Sharing the burden of the refugee crisis is not just about relocating refugees, says Ivailo Kalfin, Deputy Prime Minister of Bulgaria.
Ivailo Kalfin is Deputy Prime Minister of Bulgaria for Demographic and Social Policies and Minister of Labor and Social Policy. A former MEP from the S&D group, he is a member of the Monti high-level group on own resources. Kalfin shared this op-ed exclusively with EURACTIV.
The refugee crisis puts to test the ability of the European Union to successfully solve emerging problems. What European citizens expect is to see that there is that someone in the driver’s seat, demonstrating that the situation is under control. Is this the case now?
Member states are doing everything possible to face the challenge of the mass migration of refugees. But many actions would be much more efficient at the EU, rather than at the national level. The baseline is that Europe has to stick to its principles and provide assistance and support to the people fleeing from scenes of war and terrorism, including by providing asylum and actively seeking solution of the existing crises. To accomplish this obligation, we need to take several very clear and bold actions.
First, we should assess the capacity to accommodate asylum seekers. Otherwise, with up to 10 thousand people crossing the EU borders daily, we create something like a Ponzi scheme –refugees know that it is not sustainable, but they might win if they act quickly. Life shows that in such circumstances, there are more losers than winners.
Second, the hotspots for registration and first assessment have to be moved outside the EU borders – to the refugee camps, close to the conflict zones. Now, we practically compensate these who can pay traffickers, moving people across thousands of kilometers and seas, risking their lives. This approach is not acceptable.
Third, the extraordinary situation calls for extraordinary measures. We should suspend the Dublin II agreement, allow the targeted reintroduction of border controls in the Schengen area, and reconsider the eligible countries of origin. These will be temporary measures adequate to the situation.

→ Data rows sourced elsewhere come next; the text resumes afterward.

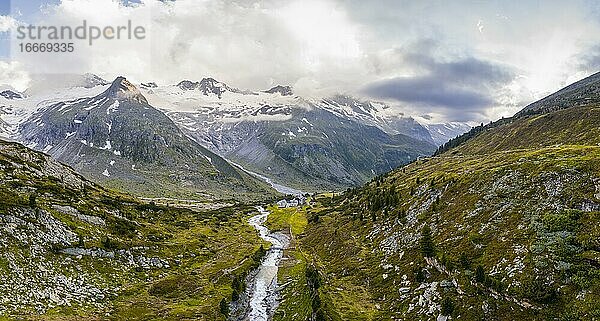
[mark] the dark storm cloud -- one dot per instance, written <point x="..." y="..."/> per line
<point x="428" y="90"/>
<point x="461" y="87"/>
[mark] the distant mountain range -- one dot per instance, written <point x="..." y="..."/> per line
<point x="118" y="134"/>
<point x="502" y="224"/>
<point x="115" y="137"/>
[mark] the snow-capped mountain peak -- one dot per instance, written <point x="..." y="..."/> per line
<point x="282" y="90"/>
<point x="123" y="89"/>
<point x="209" y="86"/>
<point x="9" y="94"/>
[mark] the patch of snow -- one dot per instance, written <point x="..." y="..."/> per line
<point x="113" y="107"/>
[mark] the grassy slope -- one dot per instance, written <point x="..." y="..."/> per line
<point x="204" y="250"/>
<point x="573" y="126"/>
<point x="518" y="214"/>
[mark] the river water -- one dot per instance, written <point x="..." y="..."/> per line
<point x="263" y="294"/>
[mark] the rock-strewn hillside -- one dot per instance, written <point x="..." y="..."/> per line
<point x="118" y="139"/>
<point x="503" y="227"/>
<point x="70" y="249"/>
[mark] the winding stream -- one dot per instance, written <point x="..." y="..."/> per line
<point x="263" y="295"/>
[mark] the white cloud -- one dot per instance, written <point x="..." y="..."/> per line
<point x="13" y="75"/>
<point x="322" y="47"/>
<point x="7" y="23"/>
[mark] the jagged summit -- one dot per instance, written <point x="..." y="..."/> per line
<point x="91" y="80"/>
<point x="209" y="86"/>
<point x="9" y="94"/>
<point x="121" y="88"/>
<point x="283" y="90"/>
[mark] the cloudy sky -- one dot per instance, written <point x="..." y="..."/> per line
<point x="461" y="61"/>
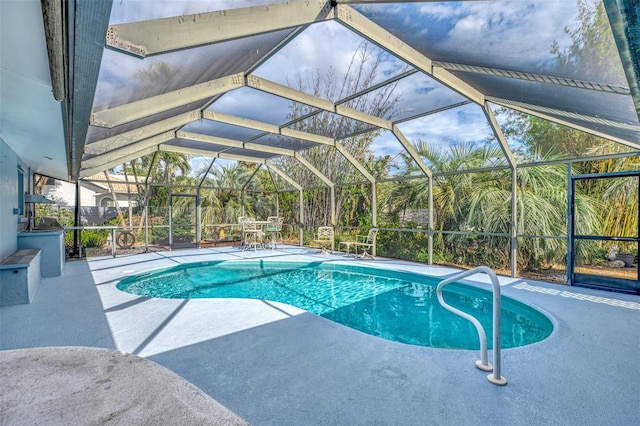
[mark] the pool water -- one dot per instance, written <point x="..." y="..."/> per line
<point x="394" y="305"/>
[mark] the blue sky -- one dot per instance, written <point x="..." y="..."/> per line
<point x="504" y="34"/>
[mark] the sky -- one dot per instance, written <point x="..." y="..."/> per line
<point x="515" y="35"/>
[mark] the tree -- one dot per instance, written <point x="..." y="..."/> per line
<point x="362" y="72"/>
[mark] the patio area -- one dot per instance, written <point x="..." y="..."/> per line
<point x="273" y="364"/>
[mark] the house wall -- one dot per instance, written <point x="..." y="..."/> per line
<point x="9" y="225"/>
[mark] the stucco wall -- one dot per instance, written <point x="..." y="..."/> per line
<point x="8" y="200"/>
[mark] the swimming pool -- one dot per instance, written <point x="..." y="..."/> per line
<point x="394" y="305"/>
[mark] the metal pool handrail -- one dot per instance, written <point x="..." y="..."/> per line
<point x="482" y="363"/>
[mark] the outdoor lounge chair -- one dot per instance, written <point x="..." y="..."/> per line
<point x="368" y="244"/>
<point x="254" y="236"/>
<point x="324" y="237"/>
<point x="273" y="230"/>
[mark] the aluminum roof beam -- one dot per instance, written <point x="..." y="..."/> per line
<point x="127" y="150"/>
<point x="156" y="104"/>
<point x="378" y="35"/>
<point x="163" y="35"/>
<point x="539" y="78"/>
<point x="231" y="143"/>
<point x="135" y="135"/>
<point x="266" y="127"/>
<point x="116" y="161"/>
<point x="547" y="114"/>
<point x="315" y="101"/>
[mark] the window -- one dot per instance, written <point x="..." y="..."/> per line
<point x="20" y="210"/>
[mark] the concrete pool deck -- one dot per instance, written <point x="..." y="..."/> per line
<point x="273" y="364"/>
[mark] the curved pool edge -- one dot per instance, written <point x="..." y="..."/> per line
<point x="473" y="289"/>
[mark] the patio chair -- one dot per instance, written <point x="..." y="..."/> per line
<point x="324" y="238"/>
<point x="273" y="229"/>
<point x="368" y="244"/>
<point x="241" y="221"/>
<point x="254" y="236"/>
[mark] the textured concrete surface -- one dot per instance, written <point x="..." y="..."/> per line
<point x="90" y="386"/>
<point x="273" y="364"/>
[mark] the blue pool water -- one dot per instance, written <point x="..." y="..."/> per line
<point x="394" y="305"/>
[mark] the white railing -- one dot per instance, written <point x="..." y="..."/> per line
<point x="482" y="363"/>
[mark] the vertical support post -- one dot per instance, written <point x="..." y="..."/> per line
<point x="430" y="224"/>
<point x="146" y="226"/>
<point x="570" y="202"/>
<point x="301" y="218"/>
<point x="170" y="222"/>
<point x="514" y="221"/>
<point x="198" y="216"/>
<point x="374" y="212"/>
<point x="332" y="190"/>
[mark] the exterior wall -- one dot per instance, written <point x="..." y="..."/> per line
<point x="9" y="200"/>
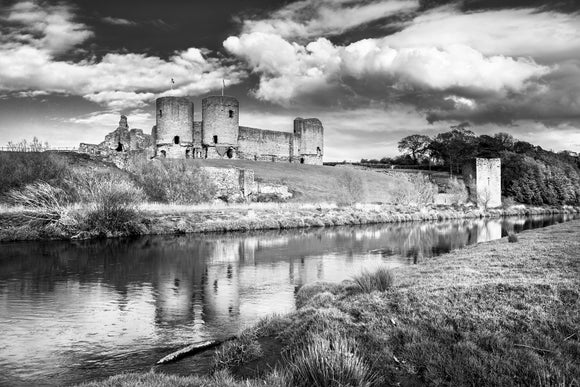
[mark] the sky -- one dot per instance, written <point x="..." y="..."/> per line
<point x="373" y="71"/>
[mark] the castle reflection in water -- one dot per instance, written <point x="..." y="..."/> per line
<point x="61" y="300"/>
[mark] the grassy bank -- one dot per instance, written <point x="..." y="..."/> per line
<point x="74" y="222"/>
<point x="493" y="314"/>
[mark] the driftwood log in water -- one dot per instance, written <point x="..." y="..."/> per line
<point x="192" y="350"/>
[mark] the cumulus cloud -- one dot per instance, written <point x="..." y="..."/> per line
<point x="307" y="18"/>
<point x="37" y="34"/>
<point x="288" y="70"/>
<point x="106" y="118"/>
<point x="545" y="36"/>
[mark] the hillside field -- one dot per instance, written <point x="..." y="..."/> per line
<point x="314" y="183"/>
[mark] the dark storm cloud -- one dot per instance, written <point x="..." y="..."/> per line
<point x="556" y="98"/>
<point x="567" y="6"/>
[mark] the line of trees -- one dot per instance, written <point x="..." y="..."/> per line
<point x="530" y="174"/>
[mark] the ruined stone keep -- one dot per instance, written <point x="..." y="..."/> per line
<point x="219" y="135"/>
<point x="482" y="178"/>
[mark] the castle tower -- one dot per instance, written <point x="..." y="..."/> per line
<point x="308" y="147"/>
<point x="482" y="178"/>
<point x="220" y="125"/>
<point x="174" y="129"/>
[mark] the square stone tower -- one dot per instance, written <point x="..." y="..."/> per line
<point x="482" y="178"/>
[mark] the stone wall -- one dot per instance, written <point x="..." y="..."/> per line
<point x="233" y="184"/>
<point x="174" y="120"/>
<point x="308" y="141"/>
<point x="220" y="116"/>
<point x="264" y="145"/>
<point x="120" y="140"/>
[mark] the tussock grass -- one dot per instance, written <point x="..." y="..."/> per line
<point x="219" y="379"/>
<point x="329" y="362"/>
<point x="241" y="350"/>
<point x="381" y="279"/>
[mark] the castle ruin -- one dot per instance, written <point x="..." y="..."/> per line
<point x="482" y="179"/>
<point x="219" y="135"/>
<point x="176" y="135"/>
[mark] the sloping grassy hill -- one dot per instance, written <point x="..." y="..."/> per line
<point x="314" y="183"/>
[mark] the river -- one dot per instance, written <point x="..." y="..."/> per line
<point x="81" y="310"/>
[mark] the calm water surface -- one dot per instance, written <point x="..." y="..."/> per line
<point x="76" y="311"/>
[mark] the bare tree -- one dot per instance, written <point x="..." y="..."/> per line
<point x="416" y="145"/>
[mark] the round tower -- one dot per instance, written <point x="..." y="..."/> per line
<point x="174" y="121"/>
<point x="221" y="120"/>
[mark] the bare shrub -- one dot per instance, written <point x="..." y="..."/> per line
<point x="380" y="280"/>
<point x="329" y="362"/>
<point x="20" y="169"/>
<point x="351" y="187"/>
<point x="173" y="181"/>
<point x="42" y="201"/>
<point x="112" y="202"/>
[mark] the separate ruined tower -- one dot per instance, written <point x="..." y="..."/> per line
<point x="482" y="178"/>
<point x="173" y="132"/>
<point x="220" y="126"/>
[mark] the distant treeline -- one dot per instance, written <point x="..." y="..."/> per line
<point x="530" y="174"/>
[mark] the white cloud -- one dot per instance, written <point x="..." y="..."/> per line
<point x="106" y="120"/>
<point x="461" y="103"/>
<point x="118" y="21"/>
<point x="119" y="81"/>
<point x="307" y="18"/>
<point x="511" y="32"/>
<point x="290" y="70"/>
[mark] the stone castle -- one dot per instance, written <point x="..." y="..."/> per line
<point x="482" y="178"/>
<point x="217" y="136"/>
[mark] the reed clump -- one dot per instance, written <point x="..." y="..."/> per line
<point x="380" y="280"/>
<point x="329" y="362"/>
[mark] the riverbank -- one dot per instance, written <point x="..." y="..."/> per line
<point x="496" y="313"/>
<point x="17" y="223"/>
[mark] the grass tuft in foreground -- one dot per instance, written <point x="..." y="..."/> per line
<point x="242" y="350"/>
<point x="380" y="280"/>
<point x="327" y="362"/>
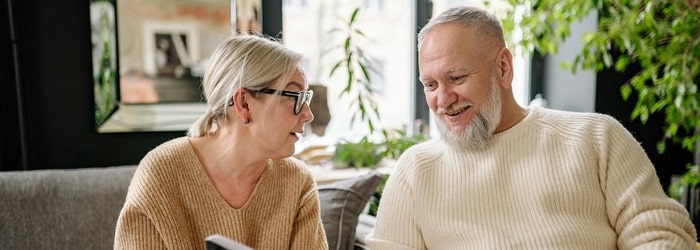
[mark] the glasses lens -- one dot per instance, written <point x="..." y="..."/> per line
<point x="304" y="97"/>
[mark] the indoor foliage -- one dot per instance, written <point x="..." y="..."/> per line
<point x="662" y="37"/>
<point x="356" y="64"/>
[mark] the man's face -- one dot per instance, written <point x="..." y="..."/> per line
<point x="461" y="87"/>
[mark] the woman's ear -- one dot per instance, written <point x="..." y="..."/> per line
<point x="505" y="68"/>
<point x="240" y="104"/>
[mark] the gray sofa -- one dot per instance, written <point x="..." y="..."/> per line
<point x="74" y="208"/>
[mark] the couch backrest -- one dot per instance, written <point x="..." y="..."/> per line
<point x="62" y="209"/>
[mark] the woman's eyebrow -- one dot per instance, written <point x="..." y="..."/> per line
<point x="296" y="84"/>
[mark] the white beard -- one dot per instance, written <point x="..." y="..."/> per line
<point x="481" y="128"/>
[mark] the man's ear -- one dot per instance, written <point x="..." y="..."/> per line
<point x="505" y="68"/>
<point x="241" y="97"/>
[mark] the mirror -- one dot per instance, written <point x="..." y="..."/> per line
<point x="149" y="57"/>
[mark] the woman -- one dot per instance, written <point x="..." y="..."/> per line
<point x="233" y="174"/>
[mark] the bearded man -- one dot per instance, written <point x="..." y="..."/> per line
<point x="501" y="176"/>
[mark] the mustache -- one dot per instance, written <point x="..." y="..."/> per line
<point x="455" y="107"/>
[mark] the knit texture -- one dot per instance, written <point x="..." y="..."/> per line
<point x="172" y="204"/>
<point x="556" y="180"/>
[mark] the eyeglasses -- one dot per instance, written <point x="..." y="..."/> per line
<point x="300" y="97"/>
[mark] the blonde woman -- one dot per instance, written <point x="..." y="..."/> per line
<point x="233" y="174"/>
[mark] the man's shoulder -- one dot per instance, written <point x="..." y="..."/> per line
<point x="422" y="155"/>
<point x="575" y="121"/>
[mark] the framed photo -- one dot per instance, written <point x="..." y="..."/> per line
<point x="170" y="48"/>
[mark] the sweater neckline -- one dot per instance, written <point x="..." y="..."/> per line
<point x="521" y="126"/>
<point x="213" y="193"/>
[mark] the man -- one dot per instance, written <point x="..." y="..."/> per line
<point x="502" y="176"/>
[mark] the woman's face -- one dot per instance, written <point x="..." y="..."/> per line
<point x="276" y="125"/>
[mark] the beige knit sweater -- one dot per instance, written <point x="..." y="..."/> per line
<point x="172" y="204"/>
<point x="556" y="180"/>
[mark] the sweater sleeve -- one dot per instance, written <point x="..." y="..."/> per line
<point x="639" y="210"/>
<point x="308" y="230"/>
<point x="396" y="226"/>
<point x="135" y="231"/>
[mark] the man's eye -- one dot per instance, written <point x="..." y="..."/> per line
<point x="457" y="78"/>
<point x="430" y="85"/>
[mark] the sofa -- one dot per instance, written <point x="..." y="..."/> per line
<point x="78" y="208"/>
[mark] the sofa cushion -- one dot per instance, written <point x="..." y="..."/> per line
<point x="62" y="209"/>
<point x="341" y="204"/>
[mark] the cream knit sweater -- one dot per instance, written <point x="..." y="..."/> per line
<point x="556" y="180"/>
<point x="172" y="204"/>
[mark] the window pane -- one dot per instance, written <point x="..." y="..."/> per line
<point x="389" y="30"/>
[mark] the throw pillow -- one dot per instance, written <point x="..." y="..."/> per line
<point x="341" y="205"/>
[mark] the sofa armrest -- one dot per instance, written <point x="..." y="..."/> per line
<point x="365" y="224"/>
<point x="62" y="208"/>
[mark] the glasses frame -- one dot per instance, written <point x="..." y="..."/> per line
<point x="300" y="97"/>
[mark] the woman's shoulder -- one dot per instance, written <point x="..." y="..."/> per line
<point x="293" y="166"/>
<point x="158" y="164"/>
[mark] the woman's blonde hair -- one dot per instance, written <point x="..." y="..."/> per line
<point x="240" y="61"/>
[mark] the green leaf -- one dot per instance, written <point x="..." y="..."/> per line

Fourth, the burden has to be fairly shared among the EU member states. This will not happen by just relocating asylum seekers. The quota principle nationalizes a problem that should be addressed by the Union.
But the real issue is the practical implementation. How can Bulgaria, or any other country, guarantee that a particular refugee would stay? Most of them aim to settle in Germany or Sweden. They refuse training, schooling, even jobs – following their dreams to live in a much wealthier member state.
Hence, a possible solution is to accept that the EU is a single space, to break the process of integrating the refugees into procedures and plan the appropriate involvement of every member state.
Such an approach could also help a better budgeting and efficient financing of respective policies. Of course, the potential contribution of the refugees, after their integration to the national economies, should be also taken into consideration.